Apport du collage en prothèse fixée - Cahiers de Prothèse n° 148 du 01/12/2009
 

Les cahiers de prothèse n° 148 du 01/12/2009

 

Prothèse fixée

Olivier Guastalla  

Diplômé de la Faculté de Paris-V, ancien interne des hôpitaux de Paris, ancien assistant de la Faculté d’odontologie de Lyon309, rue Victor-Hugo
69400 Villefrance-sur-Saône

Résumé

L’adhésion aux tissus dentaires, que ce soit l’émail ou la dentine, est une technique aujourd’hui efficace et reproductible. Les produits disponibles tendent à simplifier les protocoles, en limitant le nombre d’applications et donc les manipulations. En prothèse fixée, le collage permet de limiter la préparation aux seuls tissus lésés, la rétention n’étant plus obtenue aux dépens des parties saines de la dent. Il est alors possible de réaliser des restaurations partielles collées dans de nombreuses situations. Les facettes et les onlays permettent d’assurer un bon résultat esthétique avec un excellent pronostic. Cependant sont apparues sur le marché des nouvelles céramiques (zircone) et des nouvelles colles automordançantes (RelyX® de 3M Espe, MaxCem® de Kerrhawe, etc.). Si le protocole permettant une adhésion forte sur les céramiques vitreuses (feldspathiques, Emax® de Ivoclar-Vivadent) est aujourd’hui bien codifié, la zircone est une céramique très dense dont le collage n’est pas aujourd’hui maîtrisé. De même, si les colles automordançantes permettent de simplifier l’adhésion en prothèse conjointe, les résultats obtenus en termes de valeur d’adhérence ne sont pas comparables à ceux obtenus par un traitement classique avec un adhésif et un composite d’assemblage.

Summary

Advantages of bonding in fixed prosthodontics

Bonding to dental tissue, either enamel or dentin, is an up-to-date and efficient reproducible technique. Products available tend to simplify protocols, limiting the number of application and thus the manipulations. In fixed prosthodontics, bonding can limit tooth removal to damaged tissues, prosthetics retention no longer depends on the healthy parts of the tooth. It is possible to achieve bonded partial restorations in many situations. Veneer and onlays can provide a good cosmetic result with an excellent prognosis. However new ceramics (zirconia) and new self-etching resins such as RelyX® (3M Espe), Maxcem® (Kerrhawe) have been introduced in the market. If the protocol for strong adhesion on vitreous ceramics (feldspath, Emax® of Ivoclar-Vivadent) is now well codified, zirconia is a dense ceramic whose bonding is not totally known. In the same way, if self-etching resin can simplify prosthesis bonding, the results obtained in terms of values are not alike to those obtained by conventional two-steps treatment with an adhesive and a bonding resin.

Key words

bonding, ceramics, resin, zirconia

Point sur le collage aux tissus dentaires [1]

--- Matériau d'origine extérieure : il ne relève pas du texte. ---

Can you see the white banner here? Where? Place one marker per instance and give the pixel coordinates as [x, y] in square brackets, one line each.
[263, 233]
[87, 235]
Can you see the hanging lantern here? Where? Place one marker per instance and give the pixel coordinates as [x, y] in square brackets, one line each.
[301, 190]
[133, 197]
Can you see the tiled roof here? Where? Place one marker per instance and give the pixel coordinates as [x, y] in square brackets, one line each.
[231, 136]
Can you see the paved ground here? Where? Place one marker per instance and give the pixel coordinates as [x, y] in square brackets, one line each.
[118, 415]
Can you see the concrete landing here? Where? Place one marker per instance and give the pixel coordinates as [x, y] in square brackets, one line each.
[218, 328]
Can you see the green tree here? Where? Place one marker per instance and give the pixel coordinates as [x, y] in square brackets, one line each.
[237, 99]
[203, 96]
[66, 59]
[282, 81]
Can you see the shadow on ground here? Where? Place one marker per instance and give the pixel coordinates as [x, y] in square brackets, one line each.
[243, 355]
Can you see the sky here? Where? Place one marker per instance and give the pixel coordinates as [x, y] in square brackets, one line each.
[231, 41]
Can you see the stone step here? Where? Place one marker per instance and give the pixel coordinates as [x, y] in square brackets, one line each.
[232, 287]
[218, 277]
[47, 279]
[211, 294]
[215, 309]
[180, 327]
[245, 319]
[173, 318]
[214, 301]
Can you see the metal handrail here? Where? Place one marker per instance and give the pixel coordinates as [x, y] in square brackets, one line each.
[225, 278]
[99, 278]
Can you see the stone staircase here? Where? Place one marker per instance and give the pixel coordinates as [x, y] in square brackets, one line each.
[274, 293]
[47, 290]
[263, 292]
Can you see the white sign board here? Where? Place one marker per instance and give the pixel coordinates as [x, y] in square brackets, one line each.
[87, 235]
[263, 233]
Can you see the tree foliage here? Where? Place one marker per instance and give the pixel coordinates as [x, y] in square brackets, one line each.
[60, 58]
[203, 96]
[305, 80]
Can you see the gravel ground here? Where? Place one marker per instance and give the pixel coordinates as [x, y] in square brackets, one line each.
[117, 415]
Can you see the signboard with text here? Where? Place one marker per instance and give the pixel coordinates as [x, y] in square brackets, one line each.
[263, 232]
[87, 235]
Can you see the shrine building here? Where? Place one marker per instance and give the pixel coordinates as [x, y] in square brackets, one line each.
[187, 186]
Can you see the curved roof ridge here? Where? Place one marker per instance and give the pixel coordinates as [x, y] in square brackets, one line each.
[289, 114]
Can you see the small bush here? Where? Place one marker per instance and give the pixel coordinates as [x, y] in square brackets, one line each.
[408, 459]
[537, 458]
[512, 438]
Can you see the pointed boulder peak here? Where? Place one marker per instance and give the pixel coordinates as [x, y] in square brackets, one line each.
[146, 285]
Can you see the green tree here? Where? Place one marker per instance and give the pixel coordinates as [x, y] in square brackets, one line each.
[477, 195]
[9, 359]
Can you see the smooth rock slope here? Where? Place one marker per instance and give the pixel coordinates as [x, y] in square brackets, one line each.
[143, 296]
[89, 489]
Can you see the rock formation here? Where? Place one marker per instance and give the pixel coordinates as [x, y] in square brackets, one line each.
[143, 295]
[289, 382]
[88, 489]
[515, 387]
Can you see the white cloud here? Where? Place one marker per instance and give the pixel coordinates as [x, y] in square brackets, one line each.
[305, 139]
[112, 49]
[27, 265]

Le scellement d’éléments de prothèse n’est efficace que si certains paramètres de rétention sont respectés au niveau des dents préparées. La surface de friction développée ainsi que la faible convergence des parois opposées préparées influencent l’efficacité du scellement.

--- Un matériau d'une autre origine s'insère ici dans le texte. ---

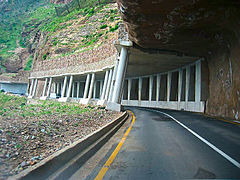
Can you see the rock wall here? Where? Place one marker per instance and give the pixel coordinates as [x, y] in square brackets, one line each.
[224, 84]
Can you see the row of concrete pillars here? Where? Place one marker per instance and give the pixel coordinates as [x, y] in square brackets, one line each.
[165, 90]
[105, 90]
[180, 85]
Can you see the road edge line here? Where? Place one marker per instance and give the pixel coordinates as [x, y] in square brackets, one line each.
[233, 161]
[59, 154]
[106, 166]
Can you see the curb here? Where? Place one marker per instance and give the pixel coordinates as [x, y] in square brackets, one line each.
[46, 168]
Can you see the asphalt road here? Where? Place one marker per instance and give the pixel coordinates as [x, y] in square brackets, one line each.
[159, 147]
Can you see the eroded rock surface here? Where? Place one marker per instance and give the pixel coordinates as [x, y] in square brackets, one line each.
[196, 27]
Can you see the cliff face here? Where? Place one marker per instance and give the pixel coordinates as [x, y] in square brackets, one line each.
[202, 28]
[193, 27]
[44, 39]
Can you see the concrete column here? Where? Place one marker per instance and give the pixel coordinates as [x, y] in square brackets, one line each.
[55, 87]
[150, 87]
[58, 87]
[64, 87]
[91, 86]
[169, 85]
[101, 88]
[109, 84]
[73, 89]
[113, 80]
[35, 87]
[198, 82]
[95, 90]
[140, 89]
[78, 89]
[129, 89]
[187, 83]
[31, 87]
[158, 87]
[120, 75]
[70, 86]
[86, 87]
[49, 87]
[105, 85]
[45, 87]
[180, 73]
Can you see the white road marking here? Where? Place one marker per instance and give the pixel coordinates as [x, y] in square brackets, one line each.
[234, 162]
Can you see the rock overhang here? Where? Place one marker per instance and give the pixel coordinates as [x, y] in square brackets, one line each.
[196, 28]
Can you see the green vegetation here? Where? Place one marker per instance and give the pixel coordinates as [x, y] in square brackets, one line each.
[20, 23]
[12, 14]
[28, 66]
[103, 26]
[17, 107]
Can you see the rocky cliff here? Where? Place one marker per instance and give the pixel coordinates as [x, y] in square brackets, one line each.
[201, 28]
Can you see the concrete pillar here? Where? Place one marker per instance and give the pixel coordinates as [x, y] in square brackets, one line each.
[64, 87]
[101, 88]
[109, 84]
[35, 87]
[129, 89]
[49, 87]
[70, 86]
[150, 88]
[73, 89]
[91, 86]
[187, 83]
[140, 89]
[105, 85]
[86, 87]
[198, 82]
[31, 87]
[113, 80]
[78, 89]
[180, 73]
[45, 87]
[169, 85]
[58, 87]
[158, 87]
[95, 90]
[55, 87]
[120, 75]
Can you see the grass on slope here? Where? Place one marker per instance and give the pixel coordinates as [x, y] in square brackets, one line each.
[14, 106]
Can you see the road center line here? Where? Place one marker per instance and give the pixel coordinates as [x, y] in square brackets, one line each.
[234, 162]
[106, 166]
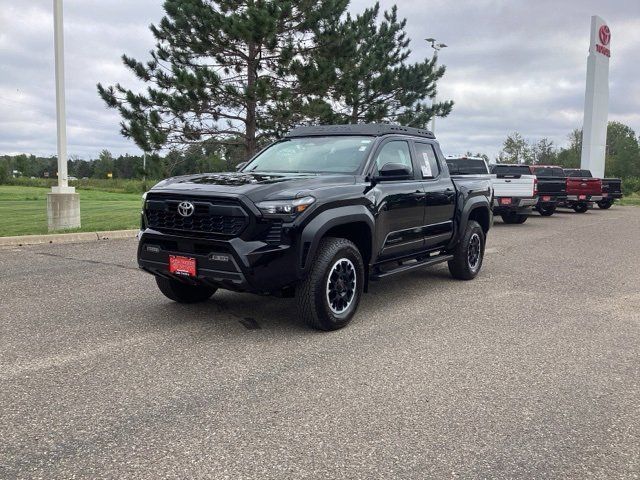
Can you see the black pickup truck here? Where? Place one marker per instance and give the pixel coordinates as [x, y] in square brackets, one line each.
[316, 215]
[552, 188]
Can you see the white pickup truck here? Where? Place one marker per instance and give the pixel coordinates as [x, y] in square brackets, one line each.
[514, 187]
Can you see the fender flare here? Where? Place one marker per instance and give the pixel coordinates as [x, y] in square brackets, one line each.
[326, 220]
[472, 203]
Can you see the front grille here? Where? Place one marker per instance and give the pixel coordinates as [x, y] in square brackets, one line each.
[209, 216]
[274, 234]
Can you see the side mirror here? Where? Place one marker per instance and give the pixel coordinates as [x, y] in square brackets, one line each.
[394, 171]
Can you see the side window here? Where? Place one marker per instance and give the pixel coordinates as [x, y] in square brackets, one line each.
[427, 160]
[396, 151]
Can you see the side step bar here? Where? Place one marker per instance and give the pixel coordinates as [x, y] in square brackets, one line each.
[427, 262]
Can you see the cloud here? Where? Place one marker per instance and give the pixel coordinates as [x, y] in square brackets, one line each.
[511, 66]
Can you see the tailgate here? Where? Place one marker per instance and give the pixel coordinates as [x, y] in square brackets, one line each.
[584, 186]
[513, 187]
[612, 185]
[552, 186]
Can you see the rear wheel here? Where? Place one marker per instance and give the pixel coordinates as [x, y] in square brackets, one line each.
[329, 296]
[514, 218]
[547, 211]
[468, 254]
[581, 207]
[183, 293]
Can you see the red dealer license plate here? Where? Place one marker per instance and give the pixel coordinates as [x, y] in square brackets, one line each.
[182, 265]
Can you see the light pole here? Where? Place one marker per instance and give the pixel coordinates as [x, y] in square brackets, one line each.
[63, 203]
[436, 48]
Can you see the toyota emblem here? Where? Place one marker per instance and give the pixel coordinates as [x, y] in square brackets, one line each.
[186, 209]
[605, 35]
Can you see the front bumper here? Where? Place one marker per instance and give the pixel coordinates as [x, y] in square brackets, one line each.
[235, 264]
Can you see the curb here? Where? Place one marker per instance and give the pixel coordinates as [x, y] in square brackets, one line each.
[65, 238]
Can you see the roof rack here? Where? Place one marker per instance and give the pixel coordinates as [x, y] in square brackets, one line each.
[373, 129]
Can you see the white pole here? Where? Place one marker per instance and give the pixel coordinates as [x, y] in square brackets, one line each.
[436, 48]
[596, 102]
[63, 180]
[63, 204]
[433, 119]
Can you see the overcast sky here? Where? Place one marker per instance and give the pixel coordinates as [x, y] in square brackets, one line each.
[511, 66]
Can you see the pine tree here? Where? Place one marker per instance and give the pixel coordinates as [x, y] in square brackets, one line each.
[371, 80]
[226, 70]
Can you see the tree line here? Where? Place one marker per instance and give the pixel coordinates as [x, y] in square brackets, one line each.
[240, 73]
[197, 158]
[622, 155]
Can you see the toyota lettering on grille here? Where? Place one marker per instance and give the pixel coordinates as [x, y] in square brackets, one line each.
[186, 209]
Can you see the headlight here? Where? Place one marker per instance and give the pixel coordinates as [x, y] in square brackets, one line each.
[285, 208]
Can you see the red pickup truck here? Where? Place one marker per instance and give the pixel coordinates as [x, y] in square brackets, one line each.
[582, 189]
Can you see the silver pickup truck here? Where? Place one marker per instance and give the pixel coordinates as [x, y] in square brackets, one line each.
[514, 187]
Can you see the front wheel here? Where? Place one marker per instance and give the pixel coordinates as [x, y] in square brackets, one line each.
[468, 254]
[516, 218]
[329, 296]
[581, 208]
[183, 293]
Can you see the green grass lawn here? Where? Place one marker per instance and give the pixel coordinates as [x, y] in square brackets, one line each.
[23, 210]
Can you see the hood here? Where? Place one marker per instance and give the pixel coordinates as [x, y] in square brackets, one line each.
[256, 186]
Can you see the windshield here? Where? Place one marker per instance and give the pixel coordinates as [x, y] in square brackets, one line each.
[578, 173]
[510, 169]
[336, 154]
[466, 166]
[549, 172]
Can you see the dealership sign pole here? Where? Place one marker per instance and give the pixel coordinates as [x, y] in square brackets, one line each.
[596, 102]
[63, 204]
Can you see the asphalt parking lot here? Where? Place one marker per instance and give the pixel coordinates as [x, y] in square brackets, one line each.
[530, 371]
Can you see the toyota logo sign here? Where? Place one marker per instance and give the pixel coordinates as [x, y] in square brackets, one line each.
[186, 209]
[605, 35]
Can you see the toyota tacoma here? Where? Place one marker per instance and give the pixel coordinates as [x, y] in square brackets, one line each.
[316, 215]
[552, 188]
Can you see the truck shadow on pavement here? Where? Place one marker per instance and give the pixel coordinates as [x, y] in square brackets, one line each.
[226, 310]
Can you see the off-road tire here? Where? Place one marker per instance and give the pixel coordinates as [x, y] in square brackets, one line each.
[581, 208]
[547, 212]
[460, 267]
[311, 294]
[183, 293]
[516, 218]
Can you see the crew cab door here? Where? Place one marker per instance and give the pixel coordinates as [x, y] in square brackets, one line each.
[440, 194]
[399, 203]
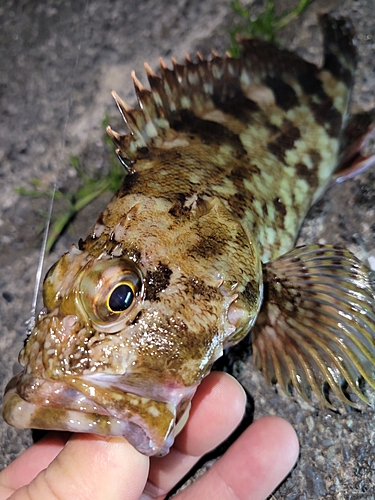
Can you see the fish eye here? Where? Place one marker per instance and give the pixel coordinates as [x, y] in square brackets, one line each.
[111, 293]
[121, 297]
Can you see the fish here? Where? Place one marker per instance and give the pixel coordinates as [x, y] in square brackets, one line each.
[197, 250]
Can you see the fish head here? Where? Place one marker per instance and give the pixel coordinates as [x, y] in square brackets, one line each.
[125, 336]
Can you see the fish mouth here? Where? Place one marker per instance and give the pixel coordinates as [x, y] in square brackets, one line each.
[81, 404]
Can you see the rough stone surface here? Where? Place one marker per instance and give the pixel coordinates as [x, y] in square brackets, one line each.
[60, 59]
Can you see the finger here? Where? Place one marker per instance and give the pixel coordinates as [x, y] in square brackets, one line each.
[217, 409]
[93, 468]
[31, 462]
[252, 467]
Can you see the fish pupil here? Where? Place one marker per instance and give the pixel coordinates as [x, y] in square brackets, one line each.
[121, 298]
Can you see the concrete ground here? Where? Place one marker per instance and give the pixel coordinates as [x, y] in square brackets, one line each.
[59, 61]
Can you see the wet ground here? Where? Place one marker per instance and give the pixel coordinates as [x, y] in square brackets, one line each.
[59, 62]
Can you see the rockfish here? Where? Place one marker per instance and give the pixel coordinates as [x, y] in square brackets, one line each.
[224, 158]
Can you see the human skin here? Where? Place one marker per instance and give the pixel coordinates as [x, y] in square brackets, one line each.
[88, 467]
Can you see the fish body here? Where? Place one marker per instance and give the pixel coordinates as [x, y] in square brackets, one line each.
[224, 159]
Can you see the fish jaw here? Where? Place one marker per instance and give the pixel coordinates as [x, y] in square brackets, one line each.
[92, 406]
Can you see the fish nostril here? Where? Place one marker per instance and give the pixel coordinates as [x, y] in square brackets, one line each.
[69, 321]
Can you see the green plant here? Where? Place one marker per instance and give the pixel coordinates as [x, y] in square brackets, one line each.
[264, 25]
[89, 188]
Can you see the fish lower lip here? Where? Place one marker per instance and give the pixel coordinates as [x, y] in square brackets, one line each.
[78, 406]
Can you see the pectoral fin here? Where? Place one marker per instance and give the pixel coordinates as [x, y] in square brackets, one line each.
[317, 323]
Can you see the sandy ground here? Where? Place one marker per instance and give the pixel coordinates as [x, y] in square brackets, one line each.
[59, 61]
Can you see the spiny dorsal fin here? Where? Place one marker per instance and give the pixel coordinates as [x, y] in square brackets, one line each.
[207, 85]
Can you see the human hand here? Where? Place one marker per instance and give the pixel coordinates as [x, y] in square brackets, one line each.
[90, 467]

Depuis l’avènement de l’adhésion aux tissus dentaires, les ciments de scellement ont été petit à petit concurrencés par des « colles » qui permettent une rétention moins tributaire de la forme rétentrice de la préparation.

En prothèse fixée, l’adhésion peut revêtir plusieurs formes :

– les ciments verre ionomère qui ont une adhésion faible, mais spontanée aux tissus dentaires. On parle de « scellement adhésif », car les forces d’adhésion obtenues sont faibles, et ne permettent pas de s’affranchir des règles de préparation des prothèses scellées ;

– les composites de collage associés à un système adhésif appliqué avant sur les tissus dentaires ;

– les colles automordançantes, plus récentes, ambitionnent un collage efficace avec un protocole simplifié.

Enfin, l’adhésion est aussi hautement liée à la nature chimique de la prothèse à assembler. Un alliage métallique ne se colle pas comme une céramique, et toutes les céramiques ne se collent pas de la même manière. Comme nous le détaillerons par la suite, un des apports du collage est de pouvoir travailler avec des restaurations partielles bien moins mutilantes pour la dent que les restaurations périphériques. Ces restaurations partielles sont dans la mesure du possible en céramique, nous nous concentrerons donc sur cette problématique d’adhésion.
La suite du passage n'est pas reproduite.